Yahya Kemal Beyatlı ise, hatırâtında, Amin Alayını ve mektebe başlamayı şöyle anlatmaktadır:
“Mektebe başlayışım kadîm an’aneye tamâmiyle uygun oldu. Erkenden “muallim-i evvel Sabri” ve “muallim-i sânî Ganî ” efendiler bizim selâmlığa geldiler; çarşıdan bana suvatlı bir divit, boyundan geçirilir, sırmalı bir cüzdanlık alınmıştı. “Ganî Efendi” kalem açtı, divitin mürekkebine batırdı. Bir “Rabbi yessir” yazdı. Sonra üstüne şeker döktüler, bana o yazının mürekkebini şekerli şekerli yalatdılar. Dışarıda, bahçede, meydanda bekleyen mektep çocuklarına birer külah şeker dağıtıldı. Nihayet bu çocuk kafilesi, “Sol cennetin ırmakları, Akar Allah deyû deyû…” İlâhîsini cumhurca “ırlayarak” yola düzüldüler.

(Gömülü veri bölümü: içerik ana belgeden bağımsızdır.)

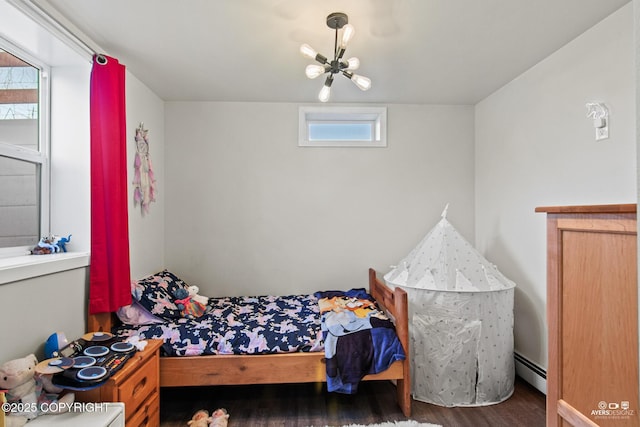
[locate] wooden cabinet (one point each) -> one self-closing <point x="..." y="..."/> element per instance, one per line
<point x="137" y="385"/>
<point x="592" y="314"/>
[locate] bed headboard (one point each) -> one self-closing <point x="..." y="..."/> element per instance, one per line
<point x="394" y="301"/>
<point x="101" y="322"/>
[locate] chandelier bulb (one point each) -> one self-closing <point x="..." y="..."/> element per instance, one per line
<point x="362" y="82"/>
<point x="347" y="34"/>
<point x="353" y="63"/>
<point x="312" y="71"/>
<point x="324" y="94"/>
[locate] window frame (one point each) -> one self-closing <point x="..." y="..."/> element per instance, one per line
<point x="41" y="157"/>
<point x="376" y="117"/>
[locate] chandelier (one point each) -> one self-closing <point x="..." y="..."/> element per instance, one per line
<point x="337" y="21"/>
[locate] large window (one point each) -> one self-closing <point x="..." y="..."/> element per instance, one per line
<point x="24" y="169"/>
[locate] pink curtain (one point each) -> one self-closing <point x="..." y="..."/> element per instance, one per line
<point x="109" y="273"/>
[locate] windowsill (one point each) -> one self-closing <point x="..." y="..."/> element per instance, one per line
<point x="24" y="267"/>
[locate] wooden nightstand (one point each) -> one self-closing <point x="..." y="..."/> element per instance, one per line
<point x="137" y="385"/>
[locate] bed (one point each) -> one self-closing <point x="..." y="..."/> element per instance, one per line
<point x="278" y="368"/>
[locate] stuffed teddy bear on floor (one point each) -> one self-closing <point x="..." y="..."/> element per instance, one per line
<point x="200" y="419"/>
<point x="30" y="393"/>
<point x="219" y="418"/>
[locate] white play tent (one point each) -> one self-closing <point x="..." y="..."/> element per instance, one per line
<point x="461" y="322"/>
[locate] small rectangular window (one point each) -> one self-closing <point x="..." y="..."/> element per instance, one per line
<point x="342" y="127"/>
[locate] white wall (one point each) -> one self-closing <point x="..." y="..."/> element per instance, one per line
<point x="535" y="147"/>
<point x="146" y="231"/>
<point x="250" y="212"/>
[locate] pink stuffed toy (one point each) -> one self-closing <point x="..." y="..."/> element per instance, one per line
<point x="200" y="419"/>
<point x="219" y="418"/>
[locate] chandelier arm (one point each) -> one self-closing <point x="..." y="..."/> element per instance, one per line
<point x="335" y="46"/>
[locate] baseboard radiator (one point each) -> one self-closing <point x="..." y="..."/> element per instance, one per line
<point x="531" y="373"/>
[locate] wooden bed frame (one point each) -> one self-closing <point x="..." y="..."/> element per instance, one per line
<point x="283" y="367"/>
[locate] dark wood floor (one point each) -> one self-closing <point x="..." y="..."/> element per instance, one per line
<point x="298" y="405"/>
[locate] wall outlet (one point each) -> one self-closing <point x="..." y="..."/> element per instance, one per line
<point x="602" y="133"/>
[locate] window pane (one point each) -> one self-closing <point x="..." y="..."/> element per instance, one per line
<point x="331" y="131"/>
<point x="19" y="168"/>
<point x="19" y="207"/>
<point x="19" y="82"/>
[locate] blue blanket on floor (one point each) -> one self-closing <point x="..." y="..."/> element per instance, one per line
<point x="359" y="339"/>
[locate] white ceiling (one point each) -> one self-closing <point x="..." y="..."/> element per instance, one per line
<point x="414" y="51"/>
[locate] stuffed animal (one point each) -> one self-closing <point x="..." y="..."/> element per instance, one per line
<point x="35" y="393"/>
<point x="200" y="419"/>
<point x="193" y="293"/>
<point x="188" y="306"/>
<point x="219" y="418"/>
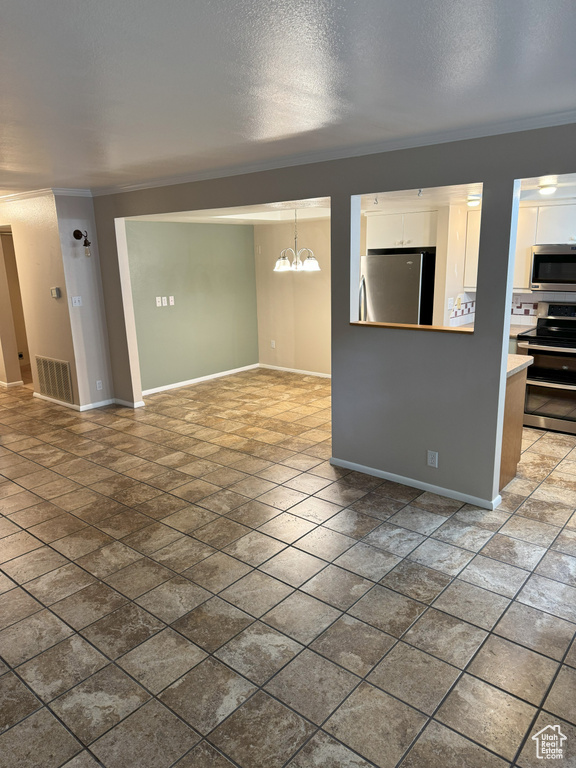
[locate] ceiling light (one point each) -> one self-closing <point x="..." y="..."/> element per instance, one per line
<point x="310" y="263"/>
<point x="78" y="235"/>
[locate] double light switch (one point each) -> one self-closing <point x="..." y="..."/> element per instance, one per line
<point x="163" y="301"/>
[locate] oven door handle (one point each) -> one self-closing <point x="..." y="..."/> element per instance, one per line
<point x="526" y="345"/>
<point x="551" y="385"/>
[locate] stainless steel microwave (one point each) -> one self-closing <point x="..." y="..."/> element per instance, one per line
<point x="553" y="268"/>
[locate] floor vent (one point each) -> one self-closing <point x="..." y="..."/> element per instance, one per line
<point x="55" y="380"/>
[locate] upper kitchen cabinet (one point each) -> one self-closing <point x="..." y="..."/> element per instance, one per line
<point x="401" y="230"/>
<point x="556" y="224"/>
<point x="472" y="246"/>
<point x="525" y="239"/>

Davetliler vardı, onlar şerbet içtiler, kuşaklarını ve ceplerini şeker külahlarıyla doldurdular, o aralık, zahir ürkmiyeyim diye, beni bir araba ile, ayrı bir yoldan, Saat Bayırı’ndan mektebe ilettiler. Annemin hazırlamış olduğu bir şilteyi, muallim Ganî Efendi’nin hoca makamı olan, yarım kavis, mihrâbımsı yerin arkasına koydular. Maârif âlemine girişimin ilk günü budur.”
İlk Kur’ân-ı kerîm hocam annemin de bana öğrettiği ilk duâ, “Rabbi Yessir velâ Tuassir, Rabbi Temmim Bil-hayır.” (Rabbim kolaylaştır, zorlaştırma, Rabbim hayırla tamamla) duâsıdır. Şükürler olsun, farkına varmadan biz de, Maraş’ta kısmen bu geleneği icrâ etmişiz.

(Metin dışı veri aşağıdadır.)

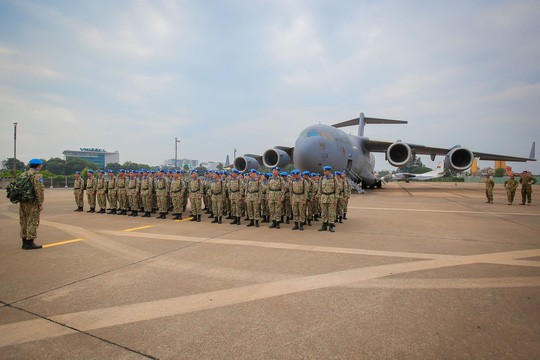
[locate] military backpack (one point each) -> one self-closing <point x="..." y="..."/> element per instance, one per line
<point x="21" y="190"/>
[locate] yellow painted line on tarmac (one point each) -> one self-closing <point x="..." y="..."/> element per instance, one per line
<point x="186" y="219"/>
<point x="62" y="243"/>
<point x="139" y="228"/>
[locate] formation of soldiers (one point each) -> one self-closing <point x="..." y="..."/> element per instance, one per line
<point x="276" y="198"/>
<point x="511" y="184"/>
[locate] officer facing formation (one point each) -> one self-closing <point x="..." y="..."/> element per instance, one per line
<point x="29" y="211"/>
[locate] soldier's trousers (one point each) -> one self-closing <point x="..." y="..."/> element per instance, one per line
<point x="526" y="194"/>
<point x="328" y="212"/>
<point x="236" y="204"/>
<point x="91" y="196"/>
<point x="195" y="201"/>
<point x="102" y="200"/>
<point x="79" y="200"/>
<point x="489" y="194"/>
<point x="178" y="203"/>
<point x="122" y="200"/>
<point x="29" y="220"/>
<point x="274" y="207"/>
<point x="113" y="199"/>
<point x="510" y="195"/>
<point x="298" y="210"/>
<point x="253" y="209"/>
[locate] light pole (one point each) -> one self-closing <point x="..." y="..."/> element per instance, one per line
<point x="176" y="141"/>
<point x="14" y="150"/>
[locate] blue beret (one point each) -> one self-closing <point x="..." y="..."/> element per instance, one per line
<point x="35" y="162"/>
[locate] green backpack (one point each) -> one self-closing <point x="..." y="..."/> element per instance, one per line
<point x="21" y="190"/>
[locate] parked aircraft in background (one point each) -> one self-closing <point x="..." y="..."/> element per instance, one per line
<point x="321" y="145"/>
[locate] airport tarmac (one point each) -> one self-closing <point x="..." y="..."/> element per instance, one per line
<point x="418" y="271"/>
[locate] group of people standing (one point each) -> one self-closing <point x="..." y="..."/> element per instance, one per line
<point x="275" y="197"/>
<point x="511" y="184"/>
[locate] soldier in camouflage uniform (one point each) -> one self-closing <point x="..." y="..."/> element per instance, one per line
<point x="328" y="189"/>
<point x="196" y="189"/>
<point x="162" y="192"/>
<point x="298" y="190"/>
<point x="346" y="193"/>
<point x="29" y="211"/>
<point x="121" y="190"/>
<point x="526" y="181"/>
<point x="91" y="188"/>
<point x="236" y="190"/>
<point x="111" y="192"/>
<point x="133" y="190"/>
<point x="253" y="198"/>
<point x="101" y="191"/>
<point x="78" y="191"/>
<point x="275" y="197"/>
<point x="511" y="185"/>
<point x="489" y="189"/>
<point x="177" y="195"/>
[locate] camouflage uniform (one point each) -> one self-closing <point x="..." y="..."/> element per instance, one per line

Artık bu gelenek uygulanmasa da mürekkep yalamak deyimi okumuş, yazmış, mektep terbiyesi almış insanları anlatmak için kullanılmaktadır. Diğer taraftan katiplerin elyazması eserlerdeki yanlışlarını düzeltmek için mürekkepleri yalaması da bize makul olarak gelmektedir. Ancak Osmanlı Devleti Döneminde Abdülaziz Bey’in yazmış olduğu eserin 1912 yılında tamamlandığını göz önüne alırsak, bu uygulamanın bundan 100 yıl önce İstanbul’da uygulandığını, Yahya Kemal’in Üsküp’te yaşayan bir Türk ailenin çocuğu olduğu düşünüldüğünde Osmanlı Devleti’nin hâkim olduğu bölgelerdeki Türk ve Müslüman halk arasında yaygın olduğu aşikârdır.

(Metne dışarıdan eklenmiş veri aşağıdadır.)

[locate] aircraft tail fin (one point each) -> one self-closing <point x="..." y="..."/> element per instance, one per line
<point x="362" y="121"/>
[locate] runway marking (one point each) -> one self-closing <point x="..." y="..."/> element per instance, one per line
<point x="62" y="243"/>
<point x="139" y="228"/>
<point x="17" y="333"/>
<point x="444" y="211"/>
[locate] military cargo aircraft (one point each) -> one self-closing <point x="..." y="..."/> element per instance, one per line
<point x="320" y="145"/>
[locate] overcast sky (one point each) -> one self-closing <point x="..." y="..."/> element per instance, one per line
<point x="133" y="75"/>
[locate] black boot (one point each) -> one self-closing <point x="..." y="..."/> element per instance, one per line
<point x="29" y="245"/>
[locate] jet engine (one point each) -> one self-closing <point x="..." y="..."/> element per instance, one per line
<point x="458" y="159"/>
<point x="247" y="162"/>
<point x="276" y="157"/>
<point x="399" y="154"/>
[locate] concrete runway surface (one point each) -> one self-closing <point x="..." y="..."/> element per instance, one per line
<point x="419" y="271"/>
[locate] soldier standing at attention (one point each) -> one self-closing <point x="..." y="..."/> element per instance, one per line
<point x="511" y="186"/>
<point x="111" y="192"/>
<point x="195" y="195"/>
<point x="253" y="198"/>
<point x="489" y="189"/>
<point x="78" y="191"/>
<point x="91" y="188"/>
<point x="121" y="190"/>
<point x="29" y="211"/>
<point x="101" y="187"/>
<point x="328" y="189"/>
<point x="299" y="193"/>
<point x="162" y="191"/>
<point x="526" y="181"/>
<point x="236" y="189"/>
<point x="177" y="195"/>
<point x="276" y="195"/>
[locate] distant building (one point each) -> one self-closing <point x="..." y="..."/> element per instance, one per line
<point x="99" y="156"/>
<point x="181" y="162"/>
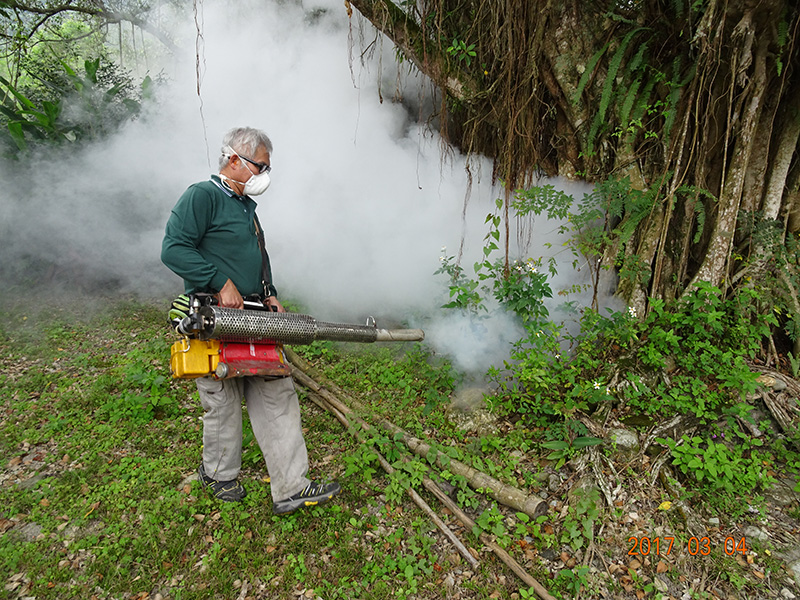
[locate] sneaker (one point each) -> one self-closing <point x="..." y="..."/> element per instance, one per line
<point x="313" y="494"/>
<point x="227" y="491"/>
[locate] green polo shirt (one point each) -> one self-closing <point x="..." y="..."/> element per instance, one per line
<point x="210" y="237"/>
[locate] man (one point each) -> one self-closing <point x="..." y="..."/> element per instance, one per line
<point x="212" y="242"/>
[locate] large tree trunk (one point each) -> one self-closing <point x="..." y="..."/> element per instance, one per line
<point x="699" y="100"/>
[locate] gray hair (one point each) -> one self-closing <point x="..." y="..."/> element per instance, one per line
<point x="246" y="140"/>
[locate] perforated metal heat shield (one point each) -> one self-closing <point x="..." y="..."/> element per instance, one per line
<point x="236" y="325"/>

Böylece bu deyimin çıkışında “Kibarca Mektebe Başlama” ve “Amin Alayı” geleneğinin olduğunu söyleyebiliriz. Bu gelenek, çocukların asla unutamayacakları, eğitim ve öğretime teşvik edici ve imrendirici güzel bir faaliyettir. Ne hazindir ki, bu tür güzellikler unutulmuş ve terkedilmiştir.
Allahü Teâlâ, çocuklarımıza başından sonuna kadar manevî atmosferde tahsil yapmayı ve rızasını kazanma bilincine sahip olmayı nasip eylesin.